I should have been more careful/clear in my answer - we don't look at the SLURM_OVERCOMMIT variable.

The srun cmd options are not utilized. If setting SLURM_OVERCOMMIT worked in version 1.2.8, I can assure you it was completely fortuitous - I wrote that code, and we never looked at that variable. The difference in behavior in 1.3 is caused by a change requested by the SLURM developers where we now use SLURM_JOB_CPUS_PER_NODE to determine the number of processors assigned to us instead of SLURM_CPUS_PER_TASK (as was done in 1.2.x). This was required due to a change in SLURM 1.3 that modified the definitions of these values.

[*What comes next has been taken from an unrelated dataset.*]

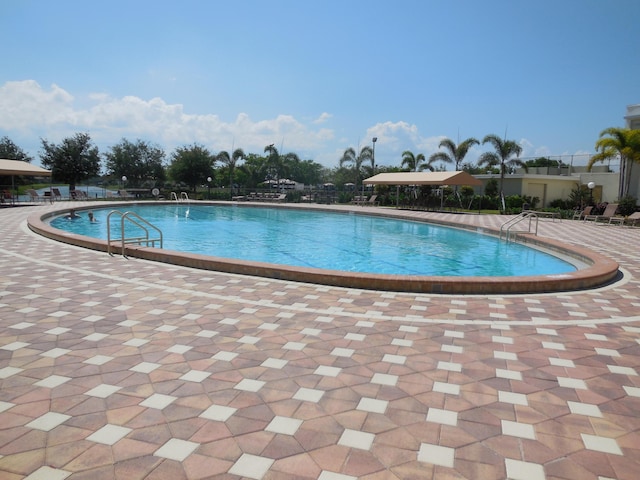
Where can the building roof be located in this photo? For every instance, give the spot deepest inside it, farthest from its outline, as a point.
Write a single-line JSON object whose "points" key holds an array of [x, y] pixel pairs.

If you look at our documentation (e.g., "man mpirun") you will see the equivalent set of options to control our mappers. There are a variety of mapper options you can use, including the ability to oversubscribe processors. The definition of these have remained constant across the versions.

Ralph


On Mar 30, 2009, at 2:51 AM, Hartmut Häfner wrote:

Dear Support,
the answer seems to be simple, but it also seems to be wrong!
Below you can see the description how SLURM_OVERCOMMIT should operate.

SLURM_CPUS_PER_TASK
 (default is 1) allows you to assign multiple CPUs to each
 (multithreaded) process in your job to improve performance. SRUN's
 -c (lowercase) option sets this variable. See the SRUN sections of
 the SLURM Reference Manual <https://computing.llnl.gov/LCdocs/slurm>
 for usage details.
SLURM_OVERCOMMIT
 (default is NO) allows you to assign more than one process per CPU
 (the opposite of the previous variable). SRUN's -O (uppercase)
 option sets this variable, which is /not/ intended to facilitate
 pthreads applications. See the SRUN sections of the SLURM Reference
 Manual <https://computing.llnl.gov/LCdocs/slurm> for usage details.

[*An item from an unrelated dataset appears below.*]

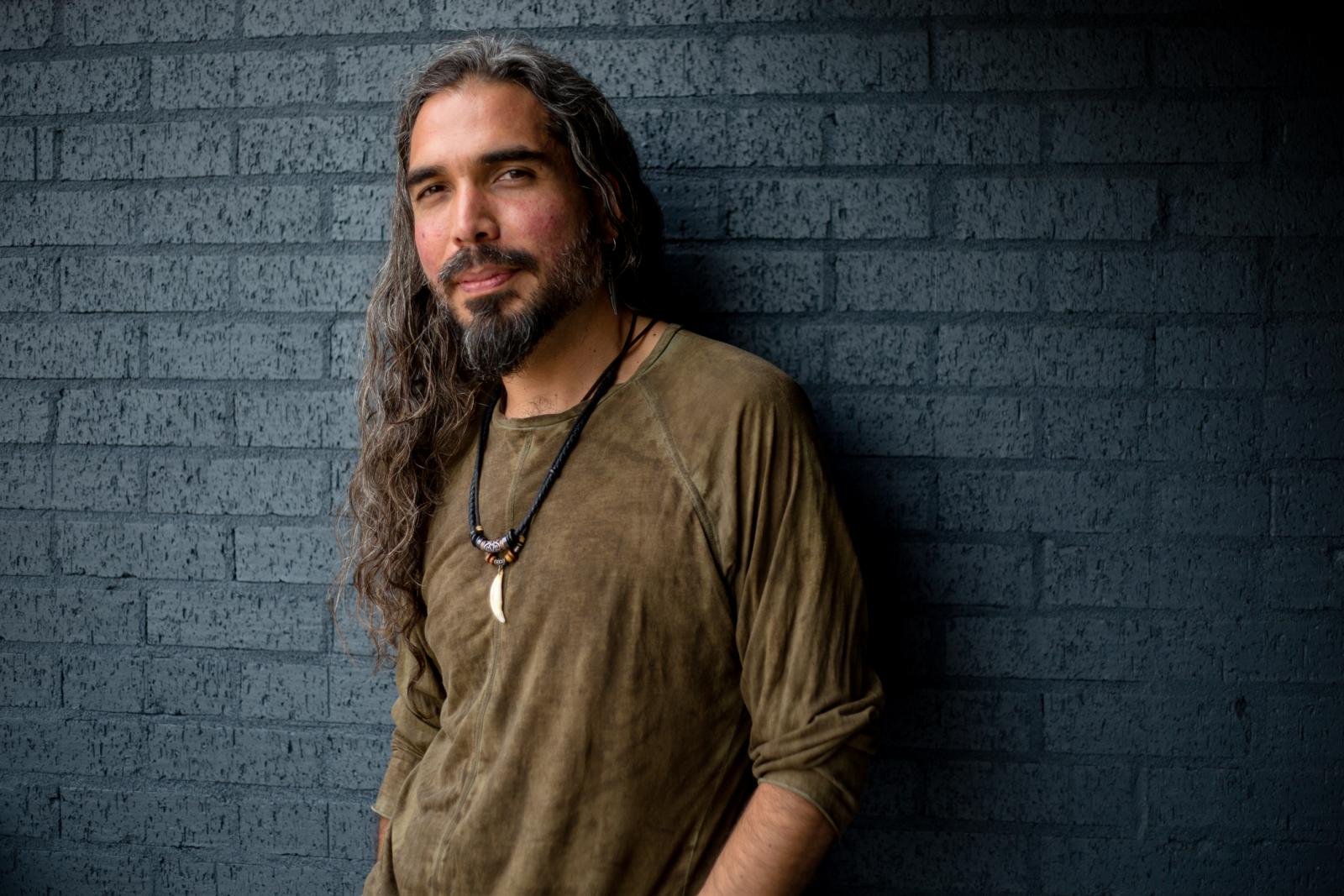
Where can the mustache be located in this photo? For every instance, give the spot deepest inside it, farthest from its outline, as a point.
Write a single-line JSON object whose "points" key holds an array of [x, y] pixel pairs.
{"points": [[484, 254]]}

I don't understand how you can derive from the upper description what you have written below! Not one slot/node is allowed, but more than one process per CPU(slot) is allowed!!!

Remark: In version 1.2.8 SLURM_OVERCOMMIT=1 did not work wrong!

Sincerly yours

H. Häfner

>>>>>>>>>
The answer is simple: the SLURM environmental variables when you set SLURM_OVERCOMMIT=1 are telling us that only one slot/node is available for your use. This is done by the SLURM_TASKS_PER_NODE envar.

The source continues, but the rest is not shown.